The Free Speech clause of the First Amendment states, in pertinent part, that “Congress shall make no law abridging the freedom of speech.”
It is important to note that the clause refers to the freedom of speech, not a freedom of speech. This is because under the Natural Law view of the drafters of the First Amendment, certain rights belonged to individuals and did not depend on government for their existence. Accordingly, upon the formation of the United States, the Founders wanted to make clear that while individuals ceded their natural rights to the Federal Government to rule over them, they did not cede away the Freedom of Speech.
Knowing this, the task of the U.S. Supreme Court (“SCOTUS”) has been to define the parameters of Free Speech. It has done exactly this over the course of many, many SCOTUS decisions. Below is a sampling of some of the more prominent types of speech which SCOTUS has found to be unprotected by the First Amendment.
Speech Which Incites Imminent Unlawful Conduct: under Brandenburg v. Ohio, speech which is (1) intended to persuade people to engage in (2) imminent unlawful conduct and is (3) likely to cause such imminent unlawful conduct is unprotected.
Fighting Words: pursuant to Chaplinsky v. New Hampshire, directed and abusive epithets — those which by their very utterance inflict injury injury or tend to incite an immediate breach of the peace — are unprotected.
Obscenity: speech is unprotected if (1) the average person, applying community standards, finds the work appeals to the prurient interest, (2) the work is patently offensive, and (3) a reasonable person, applying national standards, finds that the work lacks redeeming artistic, literary, political or scientific value.
Commercial Speech: speech which is misleading or false is generally unprotected; but, for paternalistic reasons, the government may regulate commercial speech if it has a substantial interest in the regulation (e.g., restricting alcohol ads in areas crowded with minors).

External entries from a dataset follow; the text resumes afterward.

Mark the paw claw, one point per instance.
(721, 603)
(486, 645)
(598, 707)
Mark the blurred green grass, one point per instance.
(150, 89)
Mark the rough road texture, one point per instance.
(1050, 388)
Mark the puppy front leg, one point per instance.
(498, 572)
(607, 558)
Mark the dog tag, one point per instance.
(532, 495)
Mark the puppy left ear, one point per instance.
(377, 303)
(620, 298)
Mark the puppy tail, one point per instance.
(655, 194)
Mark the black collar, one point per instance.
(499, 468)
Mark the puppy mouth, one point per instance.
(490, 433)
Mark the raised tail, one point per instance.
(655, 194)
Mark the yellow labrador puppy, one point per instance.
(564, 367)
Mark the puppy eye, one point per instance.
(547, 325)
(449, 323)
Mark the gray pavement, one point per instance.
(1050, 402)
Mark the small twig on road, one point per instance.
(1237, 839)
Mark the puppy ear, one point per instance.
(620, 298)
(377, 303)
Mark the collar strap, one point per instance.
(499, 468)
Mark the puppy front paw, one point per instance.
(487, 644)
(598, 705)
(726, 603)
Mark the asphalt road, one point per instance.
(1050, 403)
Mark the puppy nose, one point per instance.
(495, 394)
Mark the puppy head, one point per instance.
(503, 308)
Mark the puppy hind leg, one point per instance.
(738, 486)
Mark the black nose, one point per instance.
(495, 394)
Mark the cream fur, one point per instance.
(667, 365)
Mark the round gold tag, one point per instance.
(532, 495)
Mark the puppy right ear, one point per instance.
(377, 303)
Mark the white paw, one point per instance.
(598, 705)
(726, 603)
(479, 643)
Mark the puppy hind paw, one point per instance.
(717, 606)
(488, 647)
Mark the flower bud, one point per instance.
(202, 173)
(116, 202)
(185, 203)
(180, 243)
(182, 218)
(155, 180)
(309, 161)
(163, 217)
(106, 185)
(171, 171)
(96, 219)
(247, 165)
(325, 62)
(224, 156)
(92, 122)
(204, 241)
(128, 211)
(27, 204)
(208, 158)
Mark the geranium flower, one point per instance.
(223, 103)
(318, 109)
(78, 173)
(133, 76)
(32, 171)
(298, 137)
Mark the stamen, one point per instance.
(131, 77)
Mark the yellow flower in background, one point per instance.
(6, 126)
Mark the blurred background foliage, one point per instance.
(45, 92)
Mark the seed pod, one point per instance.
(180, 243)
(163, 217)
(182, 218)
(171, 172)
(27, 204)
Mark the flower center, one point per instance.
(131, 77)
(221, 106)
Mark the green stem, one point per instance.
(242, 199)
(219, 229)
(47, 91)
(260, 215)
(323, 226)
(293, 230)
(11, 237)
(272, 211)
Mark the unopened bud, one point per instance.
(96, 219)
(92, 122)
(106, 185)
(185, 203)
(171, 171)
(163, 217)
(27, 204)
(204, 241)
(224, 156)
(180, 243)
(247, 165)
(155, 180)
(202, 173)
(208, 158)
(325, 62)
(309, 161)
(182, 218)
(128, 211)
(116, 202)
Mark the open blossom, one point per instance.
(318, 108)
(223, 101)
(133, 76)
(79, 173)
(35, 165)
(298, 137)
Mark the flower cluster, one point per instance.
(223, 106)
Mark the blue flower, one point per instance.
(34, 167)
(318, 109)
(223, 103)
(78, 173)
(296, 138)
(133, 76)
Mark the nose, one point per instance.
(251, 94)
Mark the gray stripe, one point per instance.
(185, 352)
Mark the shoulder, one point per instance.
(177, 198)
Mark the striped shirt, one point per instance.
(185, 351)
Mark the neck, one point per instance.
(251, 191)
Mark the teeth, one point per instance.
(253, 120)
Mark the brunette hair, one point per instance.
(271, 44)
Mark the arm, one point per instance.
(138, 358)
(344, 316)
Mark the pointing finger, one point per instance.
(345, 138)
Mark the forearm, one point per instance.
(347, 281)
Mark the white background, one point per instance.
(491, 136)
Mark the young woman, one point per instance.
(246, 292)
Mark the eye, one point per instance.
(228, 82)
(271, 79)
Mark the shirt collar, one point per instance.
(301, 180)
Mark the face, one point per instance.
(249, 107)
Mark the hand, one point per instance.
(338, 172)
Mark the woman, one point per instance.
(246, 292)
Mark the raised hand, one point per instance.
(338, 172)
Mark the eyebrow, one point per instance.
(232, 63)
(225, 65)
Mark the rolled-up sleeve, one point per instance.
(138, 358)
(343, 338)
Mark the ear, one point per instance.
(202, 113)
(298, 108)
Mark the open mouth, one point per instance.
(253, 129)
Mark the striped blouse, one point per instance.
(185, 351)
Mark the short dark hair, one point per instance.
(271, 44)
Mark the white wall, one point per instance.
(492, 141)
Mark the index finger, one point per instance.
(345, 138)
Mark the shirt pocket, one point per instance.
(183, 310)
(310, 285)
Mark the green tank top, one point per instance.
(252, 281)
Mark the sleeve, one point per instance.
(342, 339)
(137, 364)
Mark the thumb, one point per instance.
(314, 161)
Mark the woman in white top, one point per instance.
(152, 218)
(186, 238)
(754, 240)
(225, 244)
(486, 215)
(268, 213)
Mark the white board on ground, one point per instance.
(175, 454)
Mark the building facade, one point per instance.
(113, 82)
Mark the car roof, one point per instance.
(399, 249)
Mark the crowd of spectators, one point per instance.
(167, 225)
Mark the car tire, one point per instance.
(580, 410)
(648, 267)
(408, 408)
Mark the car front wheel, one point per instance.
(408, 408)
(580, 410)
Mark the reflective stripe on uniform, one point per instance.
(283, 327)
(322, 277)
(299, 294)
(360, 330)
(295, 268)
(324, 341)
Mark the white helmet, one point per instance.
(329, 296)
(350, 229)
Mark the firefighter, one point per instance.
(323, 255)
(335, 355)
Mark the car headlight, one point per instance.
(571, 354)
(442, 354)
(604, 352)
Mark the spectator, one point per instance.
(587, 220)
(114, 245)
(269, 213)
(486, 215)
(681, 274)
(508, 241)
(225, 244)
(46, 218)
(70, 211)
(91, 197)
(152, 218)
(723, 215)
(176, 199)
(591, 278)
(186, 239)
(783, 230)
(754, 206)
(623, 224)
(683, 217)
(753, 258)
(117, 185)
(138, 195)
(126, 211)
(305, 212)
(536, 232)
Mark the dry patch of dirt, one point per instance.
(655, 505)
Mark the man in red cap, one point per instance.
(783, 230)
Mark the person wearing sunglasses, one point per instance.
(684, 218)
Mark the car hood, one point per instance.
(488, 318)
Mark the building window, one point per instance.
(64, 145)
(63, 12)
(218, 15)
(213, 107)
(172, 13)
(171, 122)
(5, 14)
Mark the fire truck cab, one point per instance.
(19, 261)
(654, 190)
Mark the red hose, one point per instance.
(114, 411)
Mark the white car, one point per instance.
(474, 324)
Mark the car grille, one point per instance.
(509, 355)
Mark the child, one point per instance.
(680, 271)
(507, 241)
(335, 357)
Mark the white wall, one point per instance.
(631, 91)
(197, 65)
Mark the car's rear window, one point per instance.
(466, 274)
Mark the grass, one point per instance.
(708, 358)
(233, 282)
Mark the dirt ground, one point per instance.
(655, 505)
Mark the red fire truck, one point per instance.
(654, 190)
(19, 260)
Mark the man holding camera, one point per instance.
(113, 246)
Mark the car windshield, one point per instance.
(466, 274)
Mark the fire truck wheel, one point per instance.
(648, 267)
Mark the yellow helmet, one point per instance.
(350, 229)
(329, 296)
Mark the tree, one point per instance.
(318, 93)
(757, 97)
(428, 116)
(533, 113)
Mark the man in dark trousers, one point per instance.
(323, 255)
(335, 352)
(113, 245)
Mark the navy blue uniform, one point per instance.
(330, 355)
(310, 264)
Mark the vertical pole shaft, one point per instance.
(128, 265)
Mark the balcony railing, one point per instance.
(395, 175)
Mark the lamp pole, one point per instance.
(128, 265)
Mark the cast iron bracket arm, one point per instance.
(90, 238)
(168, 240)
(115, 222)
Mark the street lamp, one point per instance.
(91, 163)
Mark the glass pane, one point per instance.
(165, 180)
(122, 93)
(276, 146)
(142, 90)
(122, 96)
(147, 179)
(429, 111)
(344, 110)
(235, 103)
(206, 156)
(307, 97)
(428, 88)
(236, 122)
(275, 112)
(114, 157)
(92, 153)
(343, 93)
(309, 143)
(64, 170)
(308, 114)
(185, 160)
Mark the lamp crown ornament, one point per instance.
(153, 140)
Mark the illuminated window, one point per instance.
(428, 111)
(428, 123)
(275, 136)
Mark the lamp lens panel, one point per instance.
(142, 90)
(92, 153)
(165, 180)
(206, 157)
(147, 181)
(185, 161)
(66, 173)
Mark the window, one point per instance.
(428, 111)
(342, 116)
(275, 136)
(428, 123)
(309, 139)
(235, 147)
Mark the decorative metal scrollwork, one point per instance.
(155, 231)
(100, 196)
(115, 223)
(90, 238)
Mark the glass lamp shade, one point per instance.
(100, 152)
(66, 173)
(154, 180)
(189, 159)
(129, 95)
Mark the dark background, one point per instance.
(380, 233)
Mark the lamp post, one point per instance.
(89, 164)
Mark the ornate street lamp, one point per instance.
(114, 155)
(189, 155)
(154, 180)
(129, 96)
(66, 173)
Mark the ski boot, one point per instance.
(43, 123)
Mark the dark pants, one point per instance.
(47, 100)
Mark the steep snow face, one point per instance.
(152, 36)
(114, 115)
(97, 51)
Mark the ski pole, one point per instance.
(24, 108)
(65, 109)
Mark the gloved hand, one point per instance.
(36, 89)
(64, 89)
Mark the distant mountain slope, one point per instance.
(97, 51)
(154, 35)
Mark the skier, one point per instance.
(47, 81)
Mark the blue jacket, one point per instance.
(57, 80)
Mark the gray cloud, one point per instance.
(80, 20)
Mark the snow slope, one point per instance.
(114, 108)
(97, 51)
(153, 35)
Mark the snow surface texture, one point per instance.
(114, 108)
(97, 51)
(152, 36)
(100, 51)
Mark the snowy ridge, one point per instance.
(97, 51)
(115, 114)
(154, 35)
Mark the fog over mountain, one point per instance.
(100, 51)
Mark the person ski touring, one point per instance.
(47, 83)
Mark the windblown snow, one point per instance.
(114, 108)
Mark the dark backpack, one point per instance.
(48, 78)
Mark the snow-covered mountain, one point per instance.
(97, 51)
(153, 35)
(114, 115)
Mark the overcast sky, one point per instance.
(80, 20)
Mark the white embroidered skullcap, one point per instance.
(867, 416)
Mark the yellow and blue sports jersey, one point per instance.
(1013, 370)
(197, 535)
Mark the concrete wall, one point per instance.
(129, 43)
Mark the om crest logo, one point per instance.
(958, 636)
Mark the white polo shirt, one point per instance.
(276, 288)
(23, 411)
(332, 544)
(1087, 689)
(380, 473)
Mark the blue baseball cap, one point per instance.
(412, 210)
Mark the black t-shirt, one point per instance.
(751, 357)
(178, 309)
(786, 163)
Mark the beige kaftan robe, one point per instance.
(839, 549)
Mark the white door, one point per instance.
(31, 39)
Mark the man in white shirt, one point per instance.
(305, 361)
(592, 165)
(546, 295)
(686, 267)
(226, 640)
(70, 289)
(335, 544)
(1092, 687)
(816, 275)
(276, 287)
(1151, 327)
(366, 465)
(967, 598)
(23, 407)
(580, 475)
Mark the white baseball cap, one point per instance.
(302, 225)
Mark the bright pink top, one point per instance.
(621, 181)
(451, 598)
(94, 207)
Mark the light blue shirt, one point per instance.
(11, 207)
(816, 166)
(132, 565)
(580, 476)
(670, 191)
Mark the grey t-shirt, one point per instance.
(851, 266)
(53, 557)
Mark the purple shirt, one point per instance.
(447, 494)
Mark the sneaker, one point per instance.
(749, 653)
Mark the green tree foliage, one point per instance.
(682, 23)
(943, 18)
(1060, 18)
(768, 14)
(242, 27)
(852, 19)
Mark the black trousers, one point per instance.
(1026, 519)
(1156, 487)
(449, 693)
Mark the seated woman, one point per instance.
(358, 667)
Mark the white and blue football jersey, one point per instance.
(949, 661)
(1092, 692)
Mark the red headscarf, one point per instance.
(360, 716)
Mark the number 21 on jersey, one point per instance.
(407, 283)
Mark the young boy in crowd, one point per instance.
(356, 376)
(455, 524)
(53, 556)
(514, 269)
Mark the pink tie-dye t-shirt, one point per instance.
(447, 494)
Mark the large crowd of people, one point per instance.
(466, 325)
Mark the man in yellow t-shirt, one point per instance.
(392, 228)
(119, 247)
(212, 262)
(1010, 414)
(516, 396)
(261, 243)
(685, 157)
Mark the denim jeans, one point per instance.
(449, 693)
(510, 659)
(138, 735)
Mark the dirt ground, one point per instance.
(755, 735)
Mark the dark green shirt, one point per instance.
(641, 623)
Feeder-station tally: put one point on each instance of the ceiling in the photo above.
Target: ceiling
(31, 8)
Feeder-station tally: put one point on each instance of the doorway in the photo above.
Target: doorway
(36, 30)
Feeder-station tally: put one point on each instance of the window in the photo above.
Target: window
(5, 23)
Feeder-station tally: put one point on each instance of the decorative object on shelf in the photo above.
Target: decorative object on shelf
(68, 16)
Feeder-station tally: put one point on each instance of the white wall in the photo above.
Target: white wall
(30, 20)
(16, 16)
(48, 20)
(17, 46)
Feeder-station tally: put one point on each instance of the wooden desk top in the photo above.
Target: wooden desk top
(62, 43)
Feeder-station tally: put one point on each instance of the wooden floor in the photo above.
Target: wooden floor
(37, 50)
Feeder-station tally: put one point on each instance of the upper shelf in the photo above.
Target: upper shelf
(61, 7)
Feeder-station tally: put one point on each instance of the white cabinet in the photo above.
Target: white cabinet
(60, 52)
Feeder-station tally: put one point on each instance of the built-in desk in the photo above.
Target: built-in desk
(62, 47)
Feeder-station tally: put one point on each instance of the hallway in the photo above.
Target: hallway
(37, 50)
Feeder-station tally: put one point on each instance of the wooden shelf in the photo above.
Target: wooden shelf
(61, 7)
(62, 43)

This is just a sampling of some of the exceptions to Free Speech; there are many more and they can often be very confusing. Many constitutional law professors have gone so far as labeling free speech jurisprudence as the tax code of the U.S. Constitution. Most maddening perhaps are the tiny nuances upon which a case can turn.For example, while words which incite imminent illegal activity are unprotected, SCOTUS has found that a KKK-esque burning of a cross on someone’s front yard can be protected. Yet — if such burning was done with an intent to intimidate — and it can be proven in court, then it is less protected.
In addition to such substantive nuances, procedurally governments can usually effectuate reasonable time, place and manner restrictions. Here’s a good example in my hometown of St. Louis:
The City of St. Louis is essentially arguing that these sign expressing discontent over eminent domain violates aesthetically conscious laws because it is too large. Meanwhile, the owner of this sign is saying that such a manner restriction is unreasonable in that it effectively negates the message of the speech.
Accordingly, this example brings us to one of the primary inquiries in free speech regulation: is the governmental regulation content based? A government cannot regulate speech because of the substance — the content — of which it communicates. However, it can regulate the manner it which it is communicated, so long as it is reasonable.
Because this is an enormous and vague area of the law, I’ll write about it more in the future.